Shedding Light on the Targeted Victim Profiles of Malicious Downloaders
Fran\c{c}ois Labr\`eche, Enrico Mariconti, Gianluca Stringhini

TL;DR
This study investigates how machine profiles influence the targeting behavior of malicious downloaders, revealing that certain features like browser profiles and OS configurations significantly affect malware infection rates.
Contribution
It introduces a large-scale automated framework using VMs and changepoint analysis to link machine characteristics with malware targeting, a novel approach in malware research.
Findings
Different machine features impact malware infection rates.

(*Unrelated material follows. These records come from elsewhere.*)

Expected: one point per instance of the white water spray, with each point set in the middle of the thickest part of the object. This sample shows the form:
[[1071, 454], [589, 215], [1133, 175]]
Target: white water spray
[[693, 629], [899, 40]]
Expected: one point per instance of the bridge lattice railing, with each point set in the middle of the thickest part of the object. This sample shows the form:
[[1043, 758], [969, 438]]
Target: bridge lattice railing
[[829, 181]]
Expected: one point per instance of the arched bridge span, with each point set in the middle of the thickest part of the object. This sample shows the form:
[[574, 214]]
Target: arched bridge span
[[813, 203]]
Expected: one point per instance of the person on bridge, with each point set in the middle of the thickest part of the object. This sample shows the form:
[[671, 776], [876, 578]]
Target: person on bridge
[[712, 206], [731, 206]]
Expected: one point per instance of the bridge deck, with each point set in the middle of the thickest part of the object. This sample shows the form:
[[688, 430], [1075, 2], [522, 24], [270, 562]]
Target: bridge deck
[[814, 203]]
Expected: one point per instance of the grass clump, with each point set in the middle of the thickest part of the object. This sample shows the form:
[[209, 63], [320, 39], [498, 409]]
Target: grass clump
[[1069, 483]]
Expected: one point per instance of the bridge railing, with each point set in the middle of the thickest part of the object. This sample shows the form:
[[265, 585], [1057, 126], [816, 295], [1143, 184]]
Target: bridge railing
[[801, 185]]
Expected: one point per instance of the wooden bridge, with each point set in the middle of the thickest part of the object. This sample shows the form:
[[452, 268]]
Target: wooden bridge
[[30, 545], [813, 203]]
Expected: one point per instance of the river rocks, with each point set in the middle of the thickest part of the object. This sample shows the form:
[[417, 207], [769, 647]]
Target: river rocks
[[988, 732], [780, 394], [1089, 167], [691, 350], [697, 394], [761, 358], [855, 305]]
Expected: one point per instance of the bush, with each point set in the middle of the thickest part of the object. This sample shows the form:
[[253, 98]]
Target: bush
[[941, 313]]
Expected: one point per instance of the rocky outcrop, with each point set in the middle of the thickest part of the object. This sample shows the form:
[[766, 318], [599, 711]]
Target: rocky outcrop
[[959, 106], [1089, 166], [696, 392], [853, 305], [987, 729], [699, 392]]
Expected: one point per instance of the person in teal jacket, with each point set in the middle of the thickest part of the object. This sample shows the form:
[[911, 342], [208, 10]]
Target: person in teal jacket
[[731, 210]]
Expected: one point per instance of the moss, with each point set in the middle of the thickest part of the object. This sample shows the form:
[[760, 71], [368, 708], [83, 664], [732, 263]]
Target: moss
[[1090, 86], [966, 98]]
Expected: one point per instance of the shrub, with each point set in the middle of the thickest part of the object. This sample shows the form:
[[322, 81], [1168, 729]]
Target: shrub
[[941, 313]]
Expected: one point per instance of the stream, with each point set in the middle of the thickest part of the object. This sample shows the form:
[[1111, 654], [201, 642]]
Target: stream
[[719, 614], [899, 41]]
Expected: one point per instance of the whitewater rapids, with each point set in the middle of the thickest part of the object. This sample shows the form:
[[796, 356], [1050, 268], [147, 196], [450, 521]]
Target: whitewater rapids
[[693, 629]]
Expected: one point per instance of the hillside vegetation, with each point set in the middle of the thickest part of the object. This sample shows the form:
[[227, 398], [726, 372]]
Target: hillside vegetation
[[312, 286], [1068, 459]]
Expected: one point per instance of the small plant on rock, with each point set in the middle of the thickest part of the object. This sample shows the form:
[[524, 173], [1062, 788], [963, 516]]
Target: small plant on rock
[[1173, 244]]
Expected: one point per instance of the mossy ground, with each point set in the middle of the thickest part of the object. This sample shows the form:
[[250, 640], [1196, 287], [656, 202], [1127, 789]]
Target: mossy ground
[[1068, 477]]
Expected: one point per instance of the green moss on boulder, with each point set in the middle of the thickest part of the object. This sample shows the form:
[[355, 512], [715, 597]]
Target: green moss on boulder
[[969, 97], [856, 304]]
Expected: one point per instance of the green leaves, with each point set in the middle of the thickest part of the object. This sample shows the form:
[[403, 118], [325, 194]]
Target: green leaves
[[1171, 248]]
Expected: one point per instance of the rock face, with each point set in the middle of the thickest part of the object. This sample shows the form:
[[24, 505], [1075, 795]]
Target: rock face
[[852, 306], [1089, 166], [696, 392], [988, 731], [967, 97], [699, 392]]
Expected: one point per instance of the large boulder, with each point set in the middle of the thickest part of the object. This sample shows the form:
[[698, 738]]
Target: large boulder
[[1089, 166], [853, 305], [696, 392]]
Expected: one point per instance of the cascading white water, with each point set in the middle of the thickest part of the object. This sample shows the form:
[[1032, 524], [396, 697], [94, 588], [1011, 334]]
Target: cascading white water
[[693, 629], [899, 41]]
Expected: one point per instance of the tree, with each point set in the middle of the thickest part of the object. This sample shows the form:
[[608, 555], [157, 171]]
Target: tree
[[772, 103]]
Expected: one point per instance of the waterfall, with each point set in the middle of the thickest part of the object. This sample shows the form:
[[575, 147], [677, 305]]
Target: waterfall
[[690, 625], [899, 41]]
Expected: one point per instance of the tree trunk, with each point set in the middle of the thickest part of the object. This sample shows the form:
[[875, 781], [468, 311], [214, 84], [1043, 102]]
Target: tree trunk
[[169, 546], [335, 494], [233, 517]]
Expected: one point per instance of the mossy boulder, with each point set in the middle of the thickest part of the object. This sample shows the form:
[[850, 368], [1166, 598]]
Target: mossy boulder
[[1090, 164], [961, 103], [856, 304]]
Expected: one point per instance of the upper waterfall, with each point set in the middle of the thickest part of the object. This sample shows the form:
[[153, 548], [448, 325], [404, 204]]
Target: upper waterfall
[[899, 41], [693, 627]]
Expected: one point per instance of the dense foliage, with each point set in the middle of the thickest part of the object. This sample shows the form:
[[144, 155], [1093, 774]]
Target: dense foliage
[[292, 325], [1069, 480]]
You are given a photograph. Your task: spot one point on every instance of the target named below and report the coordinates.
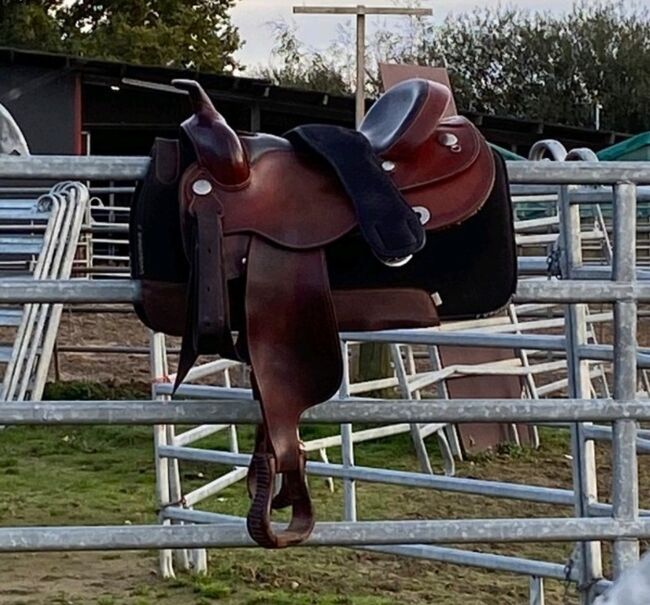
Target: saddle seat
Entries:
(286, 194)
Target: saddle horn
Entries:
(217, 146)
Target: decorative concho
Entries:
(201, 187)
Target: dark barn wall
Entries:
(43, 103)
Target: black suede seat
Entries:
(405, 116)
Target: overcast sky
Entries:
(251, 16)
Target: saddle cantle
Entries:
(288, 240)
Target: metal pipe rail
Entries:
(125, 291)
(357, 533)
(133, 168)
(335, 411)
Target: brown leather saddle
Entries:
(287, 240)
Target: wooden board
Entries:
(474, 436)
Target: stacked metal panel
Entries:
(38, 239)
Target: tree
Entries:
(173, 33)
(512, 62)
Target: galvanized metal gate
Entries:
(621, 522)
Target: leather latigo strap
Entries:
(207, 329)
(295, 352)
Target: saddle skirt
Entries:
(288, 240)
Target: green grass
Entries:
(105, 475)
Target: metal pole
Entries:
(625, 487)
(360, 97)
(347, 445)
(582, 450)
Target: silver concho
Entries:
(423, 214)
(201, 187)
(447, 139)
(397, 262)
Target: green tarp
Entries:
(636, 148)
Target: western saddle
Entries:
(288, 240)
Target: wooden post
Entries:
(360, 11)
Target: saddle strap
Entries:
(296, 358)
(207, 329)
(386, 220)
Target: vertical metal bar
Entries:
(536, 591)
(347, 445)
(156, 356)
(625, 487)
(416, 434)
(442, 393)
(360, 96)
(582, 450)
(255, 119)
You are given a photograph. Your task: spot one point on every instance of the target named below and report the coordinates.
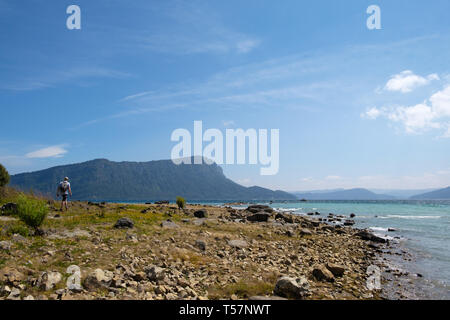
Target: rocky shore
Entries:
(157, 252)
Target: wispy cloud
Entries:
(195, 28)
(52, 78)
(432, 179)
(48, 152)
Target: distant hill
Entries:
(350, 194)
(441, 194)
(402, 193)
(102, 179)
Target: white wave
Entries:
(378, 229)
(287, 209)
(410, 217)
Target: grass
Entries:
(242, 289)
(32, 211)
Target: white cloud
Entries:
(49, 152)
(372, 113)
(416, 119)
(227, 123)
(407, 81)
(433, 179)
(431, 114)
(245, 182)
(333, 178)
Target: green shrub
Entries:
(18, 229)
(4, 176)
(181, 202)
(32, 211)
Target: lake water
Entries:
(422, 226)
(423, 229)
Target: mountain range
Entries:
(440, 194)
(350, 194)
(102, 179)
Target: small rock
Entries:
(14, 295)
(5, 245)
(259, 207)
(321, 273)
(238, 243)
(18, 238)
(292, 288)
(48, 280)
(200, 244)
(305, 232)
(132, 238)
(155, 273)
(366, 235)
(259, 217)
(124, 223)
(169, 224)
(336, 270)
(98, 279)
(201, 213)
(9, 208)
(73, 282)
(290, 233)
(11, 276)
(266, 298)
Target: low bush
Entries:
(181, 202)
(32, 211)
(4, 176)
(18, 229)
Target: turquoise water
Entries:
(422, 229)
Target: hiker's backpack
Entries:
(63, 186)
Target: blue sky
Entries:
(355, 107)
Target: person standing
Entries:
(64, 190)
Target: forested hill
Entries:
(102, 179)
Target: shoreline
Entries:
(226, 254)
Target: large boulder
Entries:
(200, 244)
(292, 288)
(202, 213)
(48, 280)
(98, 279)
(124, 223)
(11, 276)
(259, 217)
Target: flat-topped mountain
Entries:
(102, 179)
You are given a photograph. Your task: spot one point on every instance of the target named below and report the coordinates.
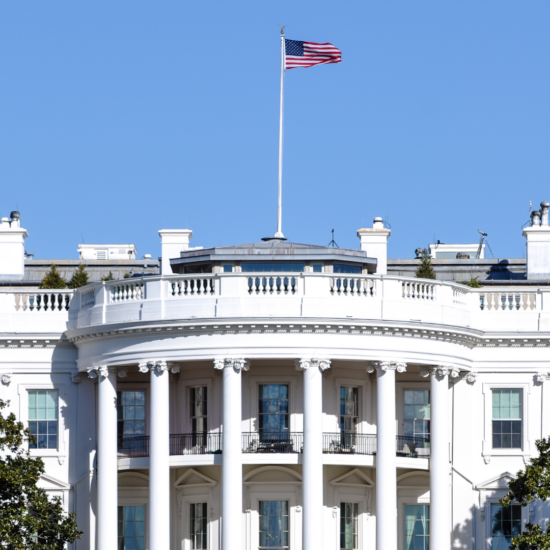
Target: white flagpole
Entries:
(279, 233)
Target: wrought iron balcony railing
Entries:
(275, 442)
(180, 444)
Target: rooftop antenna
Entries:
(479, 248)
(333, 242)
(279, 233)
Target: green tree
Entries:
(472, 283)
(79, 278)
(425, 269)
(53, 279)
(28, 518)
(531, 484)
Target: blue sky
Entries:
(120, 118)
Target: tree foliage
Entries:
(531, 484)
(425, 269)
(53, 279)
(28, 518)
(79, 278)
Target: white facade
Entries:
(308, 377)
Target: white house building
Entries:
(276, 395)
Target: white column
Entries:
(232, 468)
(386, 472)
(159, 454)
(440, 493)
(312, 465)
(107, 466)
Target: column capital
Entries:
(237, 364)
(77, 377)
(305, 363)
(99, 372)
(384, 366)
(158, 365)
(440, 371)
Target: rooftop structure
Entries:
(242, 396)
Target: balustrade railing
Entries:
(43, 300)
(273, 284)
(127, 291)
(192, 286)
(352, 286)
(88, 298)
(413, 290)
(508, 301)
(272, 442)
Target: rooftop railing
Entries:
(288, 295)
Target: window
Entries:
(507, 425)
(344, 268)
(274, 525)
(417, 527)
(417, 414)
(131, 414)
(348, 526)
(505, 524)
(131, 528)
(272, 267)
(349, 414)
(199, 415)
(43, 418)
(273, 411)
(198, 526)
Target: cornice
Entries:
(35, 342)
(456, 335)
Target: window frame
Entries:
(408, 496)
(23, 392)
(487, 446)
(254, 384)
(57, 419)
(136, 502)
(260, 414)
(184, 417)
(184, 525)
(132, 386)
(136, 386)
(365, 406)
(487, 502)
(362, 497)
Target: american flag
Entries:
(307, 54)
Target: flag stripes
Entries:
(307, 54)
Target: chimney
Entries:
(12, 248)
(538, 244)
(173, 242)
(375, 243)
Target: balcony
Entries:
(292, 442)
(227, 296)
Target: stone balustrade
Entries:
(286, 296)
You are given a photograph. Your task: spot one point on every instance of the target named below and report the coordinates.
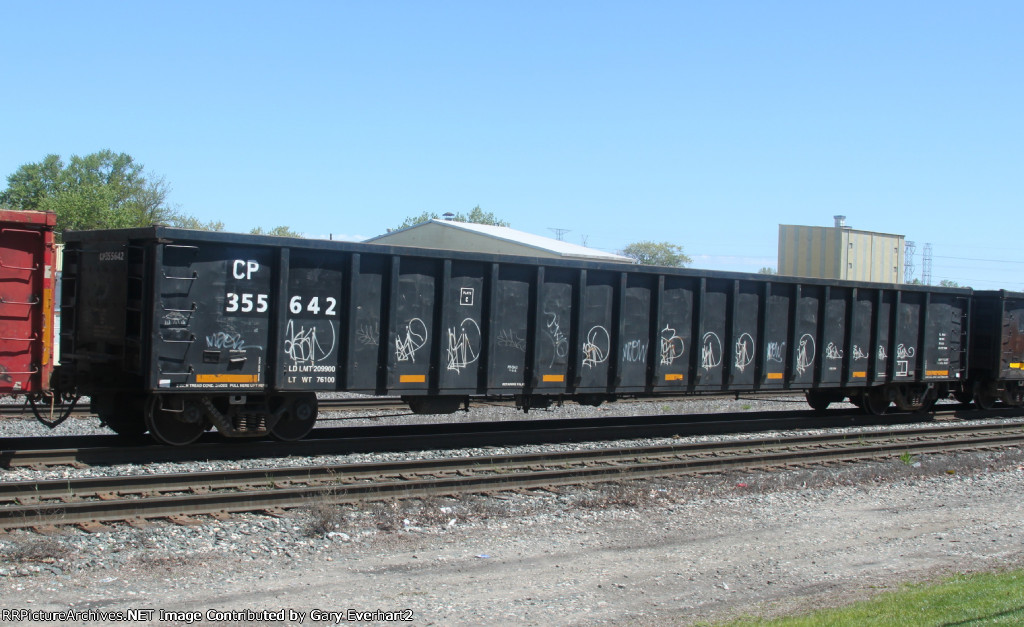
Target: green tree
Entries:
(281, 232)
(657, 253)
(104, 190)
(475, 215)
(187, 221)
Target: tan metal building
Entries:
(840, 252)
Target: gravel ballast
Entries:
(664, 551)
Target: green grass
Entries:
(983, 598)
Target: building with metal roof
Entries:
(449, 235)
(840, 252)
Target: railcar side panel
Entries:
(599, 335)
(997, 335)
(557, 335)
(27, 274)
(675, 335)
(512, 292)
(637, 333)
(311, 310)
(465, 325)
(713, 315)
(776, 334)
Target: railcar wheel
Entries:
(298, 419)
(876, 402)
(984, 400)
(174, 427)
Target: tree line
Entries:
(108, 190)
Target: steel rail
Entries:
(501, 472)
(41, 452)
(180, 482)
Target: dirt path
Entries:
(678, 557)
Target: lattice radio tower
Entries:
(926, 265)
(908, 249)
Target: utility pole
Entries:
(559, 233)
(908, 250)
(926, 265)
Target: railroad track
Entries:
(90, 502)
(393, 403)
(107, 450)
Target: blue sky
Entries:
(702, 124)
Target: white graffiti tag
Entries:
(509, 339)
(231, 341)
(595, 349)
(369, 335)
(464, 344)
(744, 351)
(415, 338)
(805, 352)
(672, 345)
(833, 351)
(635, 351)
(711, 351)
(559, 341)
(903, 357)
(303, 345)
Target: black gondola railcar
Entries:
(996, 356)
(196, 328)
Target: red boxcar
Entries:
(27, 279)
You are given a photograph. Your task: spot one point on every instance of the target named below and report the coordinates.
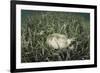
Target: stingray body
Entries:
(58, 41)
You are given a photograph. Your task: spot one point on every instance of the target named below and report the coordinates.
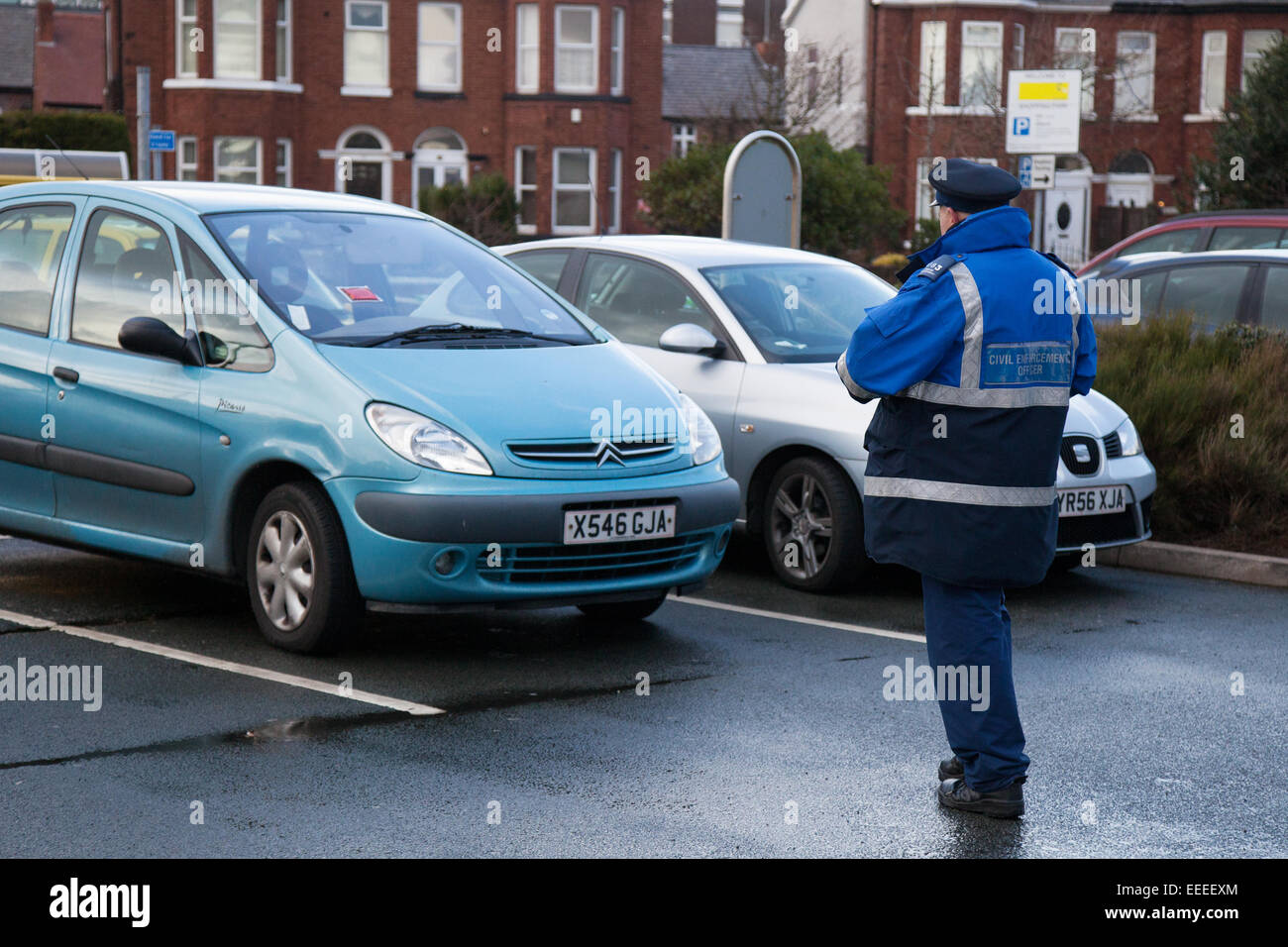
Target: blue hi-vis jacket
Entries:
(974, 361)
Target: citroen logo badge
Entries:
(606, 453)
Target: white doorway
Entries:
(438, 158)
(1067, 211)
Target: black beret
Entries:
(971, 187)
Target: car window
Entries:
(31, 249)
(230, 338)
(545, 265)
(636, 300)
(1113, 298)
(1210, 292)
(125, 270)
(1274, 302)
(359, 278)
(1180, 240)
(1245, 237)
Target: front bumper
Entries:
(1112, 528)
(503, 540)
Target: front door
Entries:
(33, 240)
(1064, 219)
(125, 451)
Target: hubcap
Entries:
(802, 526)
(283, 570)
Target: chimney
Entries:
(46, 22)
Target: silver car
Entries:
(752, 334)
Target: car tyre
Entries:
(623, 612)
(297, 571)
(812, 526)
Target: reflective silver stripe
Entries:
(853, 386)
(973, 325)
(973, 493)
(988, 397)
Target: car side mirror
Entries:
(151, 337)
(691, 339)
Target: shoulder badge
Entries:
(939, 265)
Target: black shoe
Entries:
(1004, 802)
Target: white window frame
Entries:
(524, 43)
(1080, 58)
(1144, 108)
(684, 136)
(179, 163)
(282, 29)
(555, 188)
(259, 155)
(522, 185)
(1216, 46)
(932, 72)
(259, 46)
(614, 191)
(1248, 60)
(729, 14)
(282, 170)
(378, 90)
(617, 52)
(183, 27)
(997, 90)
(592, 46)
(455, 85)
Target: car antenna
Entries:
(64, 155)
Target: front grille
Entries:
(1068, 454)
(593, 564)
(1109, 527)
(592, 453)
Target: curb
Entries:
(1196, 561)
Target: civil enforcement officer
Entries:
(974, 363)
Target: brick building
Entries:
(1154, 80)
(386, 97)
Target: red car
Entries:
(1215, 230)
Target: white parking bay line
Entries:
(800, 618)
(219, 664)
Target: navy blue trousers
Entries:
(971, 628)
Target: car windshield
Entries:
(799, 312)
(381, 279)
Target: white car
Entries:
(752, 334)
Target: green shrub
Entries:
(485, 208)
(71, 131)
(1188, 394)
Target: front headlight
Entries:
(1129, 438)
(424, 441)
(703, 441)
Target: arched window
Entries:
(1131, 179)
(438, 158)
(362, 162)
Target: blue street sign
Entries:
(1025, 170)
(160, 140)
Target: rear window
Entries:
(1181, 240)
(1247, 239)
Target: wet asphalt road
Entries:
(1125, 684)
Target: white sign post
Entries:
(1043, 111)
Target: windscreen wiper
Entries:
(456, 330)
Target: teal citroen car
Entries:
(338, 402)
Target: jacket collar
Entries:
(988, 230)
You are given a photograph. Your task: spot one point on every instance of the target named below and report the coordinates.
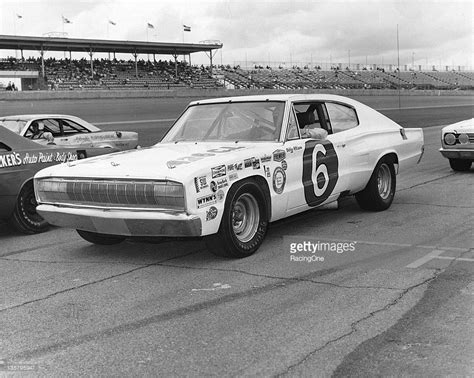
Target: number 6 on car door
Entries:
(320, 171)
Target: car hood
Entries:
(466, 126)
(172, 161)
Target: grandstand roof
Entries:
(8, 42)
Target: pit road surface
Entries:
(399, 303)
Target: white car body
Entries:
(71, 131)
(287, 170)
(457, 144)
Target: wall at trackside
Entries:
(205, 93)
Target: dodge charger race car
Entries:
(67, 130)
(230, 166)
(457, 144)
(20, 159)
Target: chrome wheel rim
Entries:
(384, 181)
(245, 217)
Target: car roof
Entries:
(28, 117)
(278, 97)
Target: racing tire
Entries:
(25, 218)
(460, 165)
(244, 222)
(380, 190)
(101, 239)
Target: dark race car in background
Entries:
(20, 159)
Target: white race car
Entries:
(230, 166)
(67, 130)
(457, 144)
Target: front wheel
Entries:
(101, 239)
(380, 190)
(460, 165)
(244, 222)
(25, 218)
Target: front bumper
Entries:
(457, 153)
(122, 222)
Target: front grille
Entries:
(111, 193)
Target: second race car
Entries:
(67, 130)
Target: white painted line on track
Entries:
(425, 259)
(435, 254)
(426, 107)
(135, 121)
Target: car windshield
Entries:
(230, 121)
(13, 125)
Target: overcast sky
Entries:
(430, 32)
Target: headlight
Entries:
(463, 138)
(111, 193)
(450, 139)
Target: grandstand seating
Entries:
(65, 74)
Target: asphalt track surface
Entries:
(399, 304)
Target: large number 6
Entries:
(319, 157)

Browser profiles and OS configurations influence malware targeting.
Certain keyboard layouts reduce infections of specific malware families.
Abstract
Malware affects millions of users worldwide, impacting the daily lives of many people as well as businesses. Malware infections are increasing in complexity and unfold over a number of stages. A malicious downloader often acts as the starting point as it fingerprints the victim's machine and downloads one or more additional malware payloads. Although previous research was conducted on these malicious downloaders and their Pay-Per-Install networks, limited work has investigated how the profile of the victim machine, e.g., its characteristics and software configuration, affect the targeting choice of cybercriminals. In this paper, we operate a large-scale investigation of the relation between the machine profile and the payload downloaded by droppers, through 151,189 executions of malware downloaders over a period of 12 months. We build a fully automated framework which uses Virtual…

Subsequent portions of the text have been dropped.